If it doesn't try ktrace/kdump instead (I think someone once said that
ktruss sometimes has "issues""")
If the file really isn't being opened - not even being attempted to be opened
(does it's access time get touched when you run your program) then from how
I read the source, the only possible failure is from malloc() - you'll get
NULL back if malloc() fails (and "no such file or directory" is a likely
errno value in that case, as malloc() is looking for its magic symlink
to help it decide how it should work, and that usually doesn't exist).
Most error retrns are immediately preceded by a call to free(), I'm
not sure if free() check's malloc's magic symlink file too - but if it
does, that could explain why you always just see "no such file or directory"

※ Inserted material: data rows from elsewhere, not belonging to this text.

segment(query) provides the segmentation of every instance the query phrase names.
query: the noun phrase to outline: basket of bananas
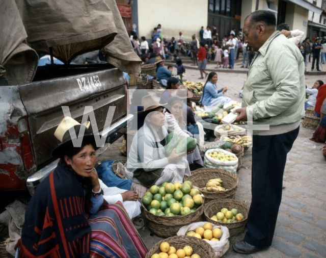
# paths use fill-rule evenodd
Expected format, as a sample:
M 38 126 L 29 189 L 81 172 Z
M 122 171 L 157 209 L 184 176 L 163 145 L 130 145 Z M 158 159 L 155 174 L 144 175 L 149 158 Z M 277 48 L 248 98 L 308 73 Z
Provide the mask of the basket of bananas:
M 195 83 L 191 81 L 183 81 L 182 83 L 189 91 L 194 93 L 194 96 L 191 98 L 192 101 L 198 103 L 202 97 L 205 84 L 201 82 Z
M 233 173 L 220 168 L 200 168 L 192 171 L 184 181 L 198 187 L 207 202 L 215 199 L 233 199 L 239 180 Z

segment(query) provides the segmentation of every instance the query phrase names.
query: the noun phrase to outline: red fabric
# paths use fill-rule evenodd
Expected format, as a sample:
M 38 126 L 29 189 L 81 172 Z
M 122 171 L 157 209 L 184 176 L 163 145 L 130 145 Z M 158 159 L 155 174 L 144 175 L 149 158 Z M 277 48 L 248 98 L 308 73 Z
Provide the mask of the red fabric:
M 326 98 L 326 84 L 321 85 L 318 89 L 318 94 L 316 97 L 315 111 L 320 114 L 320 109 L 324 100 Z
M 206 49 L 205 47 L 201 47 L 199 48 L 197 57 L 198 57 L 198 60 L 201 62 L 203 62 L 204 59 L 206 59 Z
M 318 125 L 314 134 L 314 137 L 309 140 L 315 142 L 324 143 L 326 141 L 326 128 L 320 124 Z

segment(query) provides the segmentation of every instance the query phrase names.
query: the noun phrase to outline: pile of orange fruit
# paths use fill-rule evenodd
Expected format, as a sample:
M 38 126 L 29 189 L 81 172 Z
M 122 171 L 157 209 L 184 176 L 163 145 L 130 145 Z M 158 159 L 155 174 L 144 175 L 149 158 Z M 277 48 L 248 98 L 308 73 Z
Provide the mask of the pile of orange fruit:
M 161 252 L 153 254 L 151 258 L 200 258 L 199 255 L 193 253 L 193 248 L 188 245 L 177 250 L 167 242 L 163 242 L 159 245 L 159 249 Z

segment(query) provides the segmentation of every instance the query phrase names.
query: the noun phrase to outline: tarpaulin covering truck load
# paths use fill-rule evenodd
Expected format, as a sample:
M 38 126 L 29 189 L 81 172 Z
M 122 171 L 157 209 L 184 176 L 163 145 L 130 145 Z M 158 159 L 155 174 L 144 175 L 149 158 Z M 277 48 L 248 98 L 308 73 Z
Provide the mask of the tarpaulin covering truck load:
M 125 132 L 132 115 L 122 71 L 137 75 L 141 61 L 114 0 L 0 0 L 0 190 L 27 187 L 32 194 L 58 163 L 51 151 L 59 144 L 53 134 L 62 106 L 79 122 L 92 106 L 100 134 L 109 107 L 116 107 L 99 154 Z M 69 64 L 97 49 L 107 63 Z M 65 64 L 38 67 L 40 53 Z

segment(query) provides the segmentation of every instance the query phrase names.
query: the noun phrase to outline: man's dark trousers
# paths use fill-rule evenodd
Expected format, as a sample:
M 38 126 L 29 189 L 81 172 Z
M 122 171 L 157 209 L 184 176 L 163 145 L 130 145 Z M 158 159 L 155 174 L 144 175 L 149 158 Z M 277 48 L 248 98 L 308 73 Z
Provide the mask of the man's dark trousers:
M 319 69 L 319 56 L 320 53 L 313 53 L 312 55 L 312 66 L 311 70 L 313 70 L 315 68 L 315 61 L 316 61 L 316 67 L 317 70 Z
M 253 136 L 252 201 L 244 241 L 258 248 L 270 246 L 282 199 L 286 156 L 299 127 L 285 134 Z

as the errno response (you might want to try making the magic symlink,
just make it point to "", as in
ln -s "" /etc/malloc.conf
so the file does exist, and checking for it won't pollute errno.
| Is there a good example of a minimal plist?
That's a question for someone else.
| The one I started using was just copied from my mac
| and I've been dropping stuff from it but I always get NULL.
What I'd do, is copy the proplib sources from src/common/lib/libprop
into your source directory, and compile them (and your test program)
with -g, and single step through, find out exactly what is failing.
That will work, you can override regular libc functions that way without
problems. Of course, if the problem is deep inside somehere, it may
take a lot of patience to step far enough through to actually find what
is happening - but you can at least easiy set a breakpoint on the file
open, and see if it is ever called, and if so, whether it succeeds.